Watford made his mark another way.
Last season's buzzer-beating 3-pointer against Kentucky was the shot heard round the country and his 27-point game in the NCAA tournament kept Indiana close to Kentucky in last year's NCAA tourney shootout. But instead of heeding the advice to skip his senior season and leave for the NBA, Watford opted instead to return to school, earn his degree and have his parents spend one more traversing the country to watch him play.
The Watfords have been everywhere from North Carolina State, where a November 2011 victory foreshadowed the next big thing in Indiana basketball, to Portland, Ore., where the Hoosiers advanced to the NCAA regional semifinals for the first time in a decade last spring, to Assembly Hall where they saw their son make the shot and the jubilation that ensued.
Even now, after packing more than 100,000 miles onto their vehicles, the Watfords can't believe how it all turned out.
"It's surreal, watching it go down in the aftermath of what happened," Ernest Watford said. "It's a big-time resurgence. We needed to get this program moving again."
Moving? Try thriving.
The list of milestones achieved over the past two seasons include:
— Beating two No. 1 ranked teams (Kentucky and Michigan);
— Beating three top-five teams for the first time in school history;
— Winning 25 regular-season games for only the sixth time in school history;
— And, of course, clinching at least a share of the Big Ten title last weekend.
They're hoping it doesn't stop there.
The Hoosiers will head to Chicago as this year's Big Ten tournament championship favourite, one of the few tourneys Indiana has never won.
Zeller and Oladipo are both vying for national honours and some believe Oladipo could pull off a rare grand slam by becoming the Big Ten's player of the year and defensive player of the year and winning the national awards in the same two categories. Both are projected to be top 10 picks in June's NBA draft, too, so Tuesday night could wind up being their home finales, too.
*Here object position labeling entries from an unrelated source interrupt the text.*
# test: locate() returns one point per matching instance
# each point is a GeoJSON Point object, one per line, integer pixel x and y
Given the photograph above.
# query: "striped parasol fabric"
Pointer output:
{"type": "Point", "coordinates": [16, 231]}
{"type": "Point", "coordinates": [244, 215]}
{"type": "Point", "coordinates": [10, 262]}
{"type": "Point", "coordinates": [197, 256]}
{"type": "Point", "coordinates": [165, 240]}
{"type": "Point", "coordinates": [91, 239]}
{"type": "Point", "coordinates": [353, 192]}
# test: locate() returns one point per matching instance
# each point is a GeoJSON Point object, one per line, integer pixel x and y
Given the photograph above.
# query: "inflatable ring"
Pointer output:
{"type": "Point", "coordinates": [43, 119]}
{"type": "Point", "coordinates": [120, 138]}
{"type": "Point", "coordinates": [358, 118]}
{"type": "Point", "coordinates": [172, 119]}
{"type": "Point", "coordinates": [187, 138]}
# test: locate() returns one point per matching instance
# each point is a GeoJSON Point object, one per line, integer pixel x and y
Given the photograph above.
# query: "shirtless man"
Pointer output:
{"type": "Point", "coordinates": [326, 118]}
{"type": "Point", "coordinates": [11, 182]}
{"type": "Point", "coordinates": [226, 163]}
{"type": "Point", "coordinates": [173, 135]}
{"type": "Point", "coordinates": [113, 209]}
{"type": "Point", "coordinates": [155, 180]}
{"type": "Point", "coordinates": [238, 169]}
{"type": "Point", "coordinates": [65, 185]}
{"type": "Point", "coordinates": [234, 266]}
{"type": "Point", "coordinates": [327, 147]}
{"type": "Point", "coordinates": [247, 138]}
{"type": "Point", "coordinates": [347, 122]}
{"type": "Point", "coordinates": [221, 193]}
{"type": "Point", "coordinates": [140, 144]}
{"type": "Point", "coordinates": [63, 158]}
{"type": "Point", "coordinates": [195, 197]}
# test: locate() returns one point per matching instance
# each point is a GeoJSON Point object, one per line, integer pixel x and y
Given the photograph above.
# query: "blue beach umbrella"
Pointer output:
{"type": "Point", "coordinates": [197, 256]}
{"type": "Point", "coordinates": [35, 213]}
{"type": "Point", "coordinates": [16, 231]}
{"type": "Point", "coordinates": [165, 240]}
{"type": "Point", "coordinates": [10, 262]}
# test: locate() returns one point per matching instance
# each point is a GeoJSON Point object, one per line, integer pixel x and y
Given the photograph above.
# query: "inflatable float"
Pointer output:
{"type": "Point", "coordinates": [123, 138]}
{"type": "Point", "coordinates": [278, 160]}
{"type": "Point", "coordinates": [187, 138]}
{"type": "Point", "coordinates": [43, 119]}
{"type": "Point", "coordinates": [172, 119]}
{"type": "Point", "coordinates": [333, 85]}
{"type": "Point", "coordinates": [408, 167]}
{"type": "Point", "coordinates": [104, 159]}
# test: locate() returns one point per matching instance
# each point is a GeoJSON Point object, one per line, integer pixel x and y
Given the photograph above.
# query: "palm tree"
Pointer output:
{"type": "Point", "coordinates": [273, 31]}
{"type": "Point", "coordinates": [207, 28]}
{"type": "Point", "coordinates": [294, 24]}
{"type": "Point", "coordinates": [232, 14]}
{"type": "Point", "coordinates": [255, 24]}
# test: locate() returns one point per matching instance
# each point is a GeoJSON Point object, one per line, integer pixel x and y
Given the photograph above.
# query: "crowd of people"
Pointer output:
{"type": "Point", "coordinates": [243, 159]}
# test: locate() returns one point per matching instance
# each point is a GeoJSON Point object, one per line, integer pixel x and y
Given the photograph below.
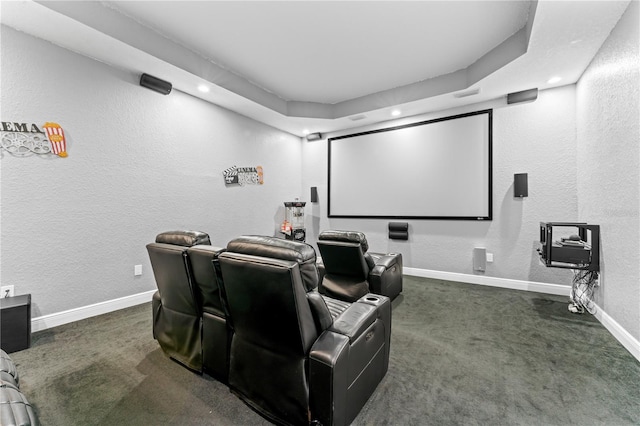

And, of course, the biggest prize of all — a sixth national title — is still out there, too.
But even at a place where success is measured in banners, the local know that this group of seniors will be remembered for so much more.
"We thought we were going to come in and, boom, there it was, we'd be in the tournament and all that. But it was just a constant grind, and we figured out it was going to take a little time," Watford said. "We had to get some more pieces in here, weeded some guys out here and there.
He added: "I'm definitely proud to get my education and stuff like that, to be walking away with a degree at this university. And on the court, just what we've done. I hope to be proud of a national championship soon. That'll make my year."